Dès 2012, Asperbras commence à ériger la zone industrielle de Maloukou, près de Brazzaville, voulue par le président Denis Sassou-Nguesso et évaluée à près de 500 millions d’euros. Le groupe, initialement spécialisé dans les tuyaux et raccords en PVC, se voit aussi confier la construction de douze hôpitaux, l’établissement d’une carte sur le potentiel minier du pays ainsi que des forages hydrologiques, pour des montants nettement supérieurs à des travaux similaires effectués au Tchad et au Cameroun, selon Le Canard enchaîné du 4 juin 2014. Des missions si distantes de son expertise d’origine qu’Asperbras en sous-traite une petite partie au Bureau de recherches géologiques et minières (BRGM), établissement de droit public français.

Sollicité par Le Monde, le BRGM affirme que des différences topographiques et spatiales justifient le surcoût par rapport au Tchad et au Cameroun, mais reconnaît que le montant qu’il a perçu est « sans commune mesure » avec celui qu’Asperbras aurait lui-même encaissé à Brazzaville, réalisant au passage une marge considérable.

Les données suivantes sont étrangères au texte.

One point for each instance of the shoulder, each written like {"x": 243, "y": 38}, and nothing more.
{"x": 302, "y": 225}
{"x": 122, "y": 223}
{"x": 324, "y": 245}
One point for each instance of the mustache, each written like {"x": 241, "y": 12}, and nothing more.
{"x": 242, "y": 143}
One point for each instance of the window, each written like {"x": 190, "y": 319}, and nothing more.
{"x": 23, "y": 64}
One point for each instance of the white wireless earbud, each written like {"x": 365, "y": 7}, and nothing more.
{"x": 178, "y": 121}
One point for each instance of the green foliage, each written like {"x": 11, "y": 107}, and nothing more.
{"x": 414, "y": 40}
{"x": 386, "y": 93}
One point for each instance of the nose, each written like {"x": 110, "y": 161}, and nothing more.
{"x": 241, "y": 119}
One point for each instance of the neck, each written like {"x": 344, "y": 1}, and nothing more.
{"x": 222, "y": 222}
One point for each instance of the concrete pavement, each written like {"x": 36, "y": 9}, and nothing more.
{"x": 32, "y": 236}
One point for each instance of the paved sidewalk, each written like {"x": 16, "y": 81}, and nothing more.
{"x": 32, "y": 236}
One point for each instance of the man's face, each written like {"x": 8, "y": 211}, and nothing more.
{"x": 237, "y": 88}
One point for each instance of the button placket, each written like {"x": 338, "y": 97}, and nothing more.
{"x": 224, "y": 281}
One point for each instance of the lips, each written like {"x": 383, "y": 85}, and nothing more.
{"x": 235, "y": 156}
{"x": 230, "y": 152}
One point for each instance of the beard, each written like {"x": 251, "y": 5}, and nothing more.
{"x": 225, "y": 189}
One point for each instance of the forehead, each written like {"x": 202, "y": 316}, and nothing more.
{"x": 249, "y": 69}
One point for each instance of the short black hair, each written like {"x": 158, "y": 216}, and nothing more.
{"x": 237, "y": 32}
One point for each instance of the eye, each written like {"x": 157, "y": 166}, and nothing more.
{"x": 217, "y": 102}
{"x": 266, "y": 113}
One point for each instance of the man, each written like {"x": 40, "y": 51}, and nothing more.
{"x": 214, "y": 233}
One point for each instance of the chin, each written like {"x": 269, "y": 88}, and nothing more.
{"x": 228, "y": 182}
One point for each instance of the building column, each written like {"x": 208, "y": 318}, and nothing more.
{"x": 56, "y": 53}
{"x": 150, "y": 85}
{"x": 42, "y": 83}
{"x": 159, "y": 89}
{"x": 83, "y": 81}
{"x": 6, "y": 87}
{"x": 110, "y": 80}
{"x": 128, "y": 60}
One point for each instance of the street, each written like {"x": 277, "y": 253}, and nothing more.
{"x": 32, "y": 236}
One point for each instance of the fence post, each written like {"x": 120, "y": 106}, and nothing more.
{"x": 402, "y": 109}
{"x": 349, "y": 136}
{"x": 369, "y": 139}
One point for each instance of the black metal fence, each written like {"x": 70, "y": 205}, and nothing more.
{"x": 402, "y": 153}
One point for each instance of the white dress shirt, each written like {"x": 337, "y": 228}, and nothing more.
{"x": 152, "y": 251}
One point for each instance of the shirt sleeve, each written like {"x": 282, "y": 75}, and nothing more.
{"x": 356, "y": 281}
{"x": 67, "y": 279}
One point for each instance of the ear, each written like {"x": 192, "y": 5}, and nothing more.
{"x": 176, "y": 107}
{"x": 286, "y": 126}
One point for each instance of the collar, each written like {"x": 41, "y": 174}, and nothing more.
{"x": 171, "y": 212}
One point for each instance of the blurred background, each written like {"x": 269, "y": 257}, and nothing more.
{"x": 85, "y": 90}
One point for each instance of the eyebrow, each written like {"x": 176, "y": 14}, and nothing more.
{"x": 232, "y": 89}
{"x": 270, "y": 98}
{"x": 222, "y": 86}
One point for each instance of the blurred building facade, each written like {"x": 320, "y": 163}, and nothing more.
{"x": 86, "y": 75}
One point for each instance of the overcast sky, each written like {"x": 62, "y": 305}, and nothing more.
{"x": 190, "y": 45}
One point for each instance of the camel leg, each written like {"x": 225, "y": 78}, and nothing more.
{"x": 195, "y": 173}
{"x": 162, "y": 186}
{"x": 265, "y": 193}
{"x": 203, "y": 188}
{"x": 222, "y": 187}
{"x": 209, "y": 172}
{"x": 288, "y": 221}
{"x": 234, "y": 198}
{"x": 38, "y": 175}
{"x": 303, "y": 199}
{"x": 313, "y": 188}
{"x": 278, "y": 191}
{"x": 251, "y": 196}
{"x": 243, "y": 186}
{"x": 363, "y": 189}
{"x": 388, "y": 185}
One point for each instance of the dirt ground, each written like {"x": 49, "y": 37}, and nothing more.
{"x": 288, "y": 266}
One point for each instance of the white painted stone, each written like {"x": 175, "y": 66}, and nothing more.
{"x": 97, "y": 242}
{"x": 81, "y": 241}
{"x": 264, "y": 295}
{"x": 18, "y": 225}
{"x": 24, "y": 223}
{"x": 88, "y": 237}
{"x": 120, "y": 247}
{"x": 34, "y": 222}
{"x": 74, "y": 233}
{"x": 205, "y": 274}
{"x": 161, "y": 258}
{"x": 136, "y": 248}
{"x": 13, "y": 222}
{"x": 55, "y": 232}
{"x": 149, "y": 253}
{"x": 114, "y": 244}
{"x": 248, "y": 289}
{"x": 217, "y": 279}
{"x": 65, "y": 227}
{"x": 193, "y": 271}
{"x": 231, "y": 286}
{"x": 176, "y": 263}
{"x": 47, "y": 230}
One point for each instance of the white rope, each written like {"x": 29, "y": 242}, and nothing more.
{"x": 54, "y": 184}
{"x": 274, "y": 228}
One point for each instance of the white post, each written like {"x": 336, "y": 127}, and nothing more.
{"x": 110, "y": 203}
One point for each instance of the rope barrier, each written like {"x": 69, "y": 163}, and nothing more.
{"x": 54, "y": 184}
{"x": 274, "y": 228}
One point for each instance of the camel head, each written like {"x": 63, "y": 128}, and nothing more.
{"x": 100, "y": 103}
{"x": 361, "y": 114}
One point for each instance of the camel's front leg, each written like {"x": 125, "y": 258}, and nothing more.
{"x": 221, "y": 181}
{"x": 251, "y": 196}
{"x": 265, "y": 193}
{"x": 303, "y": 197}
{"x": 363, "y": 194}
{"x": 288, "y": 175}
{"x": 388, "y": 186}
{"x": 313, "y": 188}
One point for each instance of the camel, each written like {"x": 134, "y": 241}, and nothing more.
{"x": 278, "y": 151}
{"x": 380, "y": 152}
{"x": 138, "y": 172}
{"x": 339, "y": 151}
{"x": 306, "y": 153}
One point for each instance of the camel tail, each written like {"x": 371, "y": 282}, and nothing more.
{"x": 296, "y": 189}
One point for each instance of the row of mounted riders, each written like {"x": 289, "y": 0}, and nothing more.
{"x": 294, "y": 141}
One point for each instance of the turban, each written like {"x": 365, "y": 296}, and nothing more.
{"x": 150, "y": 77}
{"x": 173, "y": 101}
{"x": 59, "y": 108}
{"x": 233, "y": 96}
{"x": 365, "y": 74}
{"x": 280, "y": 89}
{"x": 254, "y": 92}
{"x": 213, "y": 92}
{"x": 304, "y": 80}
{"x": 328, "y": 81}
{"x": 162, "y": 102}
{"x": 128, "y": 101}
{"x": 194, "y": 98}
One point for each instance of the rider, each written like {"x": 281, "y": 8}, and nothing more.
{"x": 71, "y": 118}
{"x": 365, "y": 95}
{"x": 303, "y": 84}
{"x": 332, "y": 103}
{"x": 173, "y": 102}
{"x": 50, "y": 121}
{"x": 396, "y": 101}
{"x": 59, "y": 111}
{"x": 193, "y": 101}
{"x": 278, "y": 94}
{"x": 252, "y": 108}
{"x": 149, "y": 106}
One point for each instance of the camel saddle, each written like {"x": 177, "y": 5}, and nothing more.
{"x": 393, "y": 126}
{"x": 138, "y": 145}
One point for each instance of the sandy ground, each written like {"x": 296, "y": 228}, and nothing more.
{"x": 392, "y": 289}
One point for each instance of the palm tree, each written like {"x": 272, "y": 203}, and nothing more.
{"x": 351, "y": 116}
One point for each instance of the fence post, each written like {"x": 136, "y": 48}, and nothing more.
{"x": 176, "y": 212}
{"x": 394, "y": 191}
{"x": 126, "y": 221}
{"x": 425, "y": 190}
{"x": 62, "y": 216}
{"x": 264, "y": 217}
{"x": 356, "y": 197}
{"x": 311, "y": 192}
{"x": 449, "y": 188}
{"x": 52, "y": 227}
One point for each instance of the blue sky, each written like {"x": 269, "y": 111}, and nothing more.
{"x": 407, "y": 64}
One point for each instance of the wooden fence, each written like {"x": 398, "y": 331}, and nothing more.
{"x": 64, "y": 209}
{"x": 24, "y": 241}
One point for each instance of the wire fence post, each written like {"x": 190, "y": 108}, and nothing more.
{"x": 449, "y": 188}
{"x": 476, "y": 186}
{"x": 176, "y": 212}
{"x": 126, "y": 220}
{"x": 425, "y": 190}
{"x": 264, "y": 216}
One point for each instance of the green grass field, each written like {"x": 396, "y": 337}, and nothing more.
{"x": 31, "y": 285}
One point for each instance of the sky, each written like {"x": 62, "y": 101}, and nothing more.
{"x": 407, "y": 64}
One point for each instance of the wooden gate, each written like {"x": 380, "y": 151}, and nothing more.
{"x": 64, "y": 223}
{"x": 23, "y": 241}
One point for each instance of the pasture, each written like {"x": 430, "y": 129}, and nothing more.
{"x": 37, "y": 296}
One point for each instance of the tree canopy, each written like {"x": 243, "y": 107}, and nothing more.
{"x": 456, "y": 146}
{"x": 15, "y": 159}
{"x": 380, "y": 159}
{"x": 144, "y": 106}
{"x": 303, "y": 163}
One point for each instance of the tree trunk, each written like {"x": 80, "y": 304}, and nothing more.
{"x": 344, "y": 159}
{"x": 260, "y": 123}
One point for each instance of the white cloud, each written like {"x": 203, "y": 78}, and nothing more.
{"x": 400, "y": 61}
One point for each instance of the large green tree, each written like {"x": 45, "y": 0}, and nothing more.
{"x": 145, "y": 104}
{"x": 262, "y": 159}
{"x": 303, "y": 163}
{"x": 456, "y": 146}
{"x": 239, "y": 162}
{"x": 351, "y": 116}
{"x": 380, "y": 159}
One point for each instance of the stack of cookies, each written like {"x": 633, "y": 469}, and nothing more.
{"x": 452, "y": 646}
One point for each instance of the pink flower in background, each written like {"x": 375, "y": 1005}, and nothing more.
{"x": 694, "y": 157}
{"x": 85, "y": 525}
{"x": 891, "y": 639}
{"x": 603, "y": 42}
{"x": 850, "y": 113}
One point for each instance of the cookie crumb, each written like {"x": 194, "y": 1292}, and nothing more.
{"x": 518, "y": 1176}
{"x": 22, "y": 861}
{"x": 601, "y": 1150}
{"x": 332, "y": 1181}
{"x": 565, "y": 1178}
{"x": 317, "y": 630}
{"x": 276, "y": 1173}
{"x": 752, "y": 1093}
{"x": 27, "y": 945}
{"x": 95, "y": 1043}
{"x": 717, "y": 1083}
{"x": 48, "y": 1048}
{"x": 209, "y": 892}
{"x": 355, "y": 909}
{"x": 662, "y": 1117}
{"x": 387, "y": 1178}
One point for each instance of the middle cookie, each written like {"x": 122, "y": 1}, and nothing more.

Christian Braux, directeur adjoint chez BRGM, ajoute qu’au vu de la procédure portugaise en cours, sa société « réfléchirait » avant de se lier à nouveau avec Asperbras. Au moment de la signature du contrat, en août 2013, BRGM affirme avoir pris certaines « précautions » pour s’assurer de la solvabilité de son partenaire, sans toutefois s’intéresser aux conditions d’obtention du contrat, dans un pays pourtant classé 21e plus corrompu au monde, selon Transparency International.

Au Congo, c’est José Veiga qui était aux commandes pour Asperbras. Il se trouve aujourd’hui au centre de l’investigation menée au Portugal. Arrêté le 3 février, puis libéré sous caution, M. Veiga a été inculpé de « corruption, blanchiment et fraude fiscale ». Tout comme son associé Paulo Santana Lopes, frère d’un ancien premier ministre portugais, une avocate et le directeur financier du groupe, Mauricio Caldeira, arrêté en Argentine.

Réseau sophistiqué de sociétés offshore

Par le truchement d’un réseau sophistiqué de sociétés offshore, l’essentiel des fonds suspects a transité par le biais de la Banque internationale du Cap-Vert, dont José Veiga était de loin le principal client. L’ancien agent de joueurs de football a même tenté de la racheter pour 13,75 millions d’euros au groupe Banco Espirito Santo (devenue Banco Novo en 2014 suite à sa faillite frauduleuse), mais cette transaction a essuyé le veto de la Banque centrale du Portugal. Dans un enregistrement sonore du Conseil supérieur de Banco Espirito Santo, tenu fin janvier 2014, les dirigeants de Banco Espirito Santo considèrent José Veiga comme le « gestionnaire » du président congolais Denis Sassou-Nguesso. L’homme d’affaires portugais s’est également affiché aux côtés de deux enfants du président, Denis-Christel Sassou-Nguesso, chargé des ventes de pétrole de l’Etat, ainsi que Claudia Sassou-Nguesso, conseillère en communication de la présidence. Ni José Veiga ni son avocat n’ont voulu répondre aux questions du Monde.

Les contrats conclus avec le Congo ont permis aux dirigeants d’Asperbras de mener grand train. Tandis que José Veiga a pu diversifier ses activités, investir dans l’immobilier et s’offrir plusieurs voitures de luxe, José Roberto Colnaghi et son frère ont acquis, en mars 2012, deux parcelles sur la très huppée Star Island, à Miami, pour 17 millions de dollars. La société est également devenue propriétaire de deux jets privés Bombardier, un Challenger 605 et un Global Express 6000.

Avant de percer au Congo, Asperbras n’existait que dans l’ombre des géants brésiliens du BTP, comme Odebrecht. De fait, M. Colnaghi a su nouer des liens étroits avec les présidents Lula et Rousseff, notamment par le biais d’Antonio Palocci, plusieurs fois ministre et, surtout, trésorier de leurs campagnes électorales respectives en 2002 et 2010. Un rapport du Sénat brésilien de 2006 évoque d’ailleurs un possible financement illicite du Parti des travailleurs par l’intermédiaire des deux hommes. Usant de son influence, M. Palocci a également obtenu de Brasilia l’annulation de la dette publique congolaise. Et cela afin d’ouvrir les portes du pays aux entreprises brésiliennes, comme Asperbras.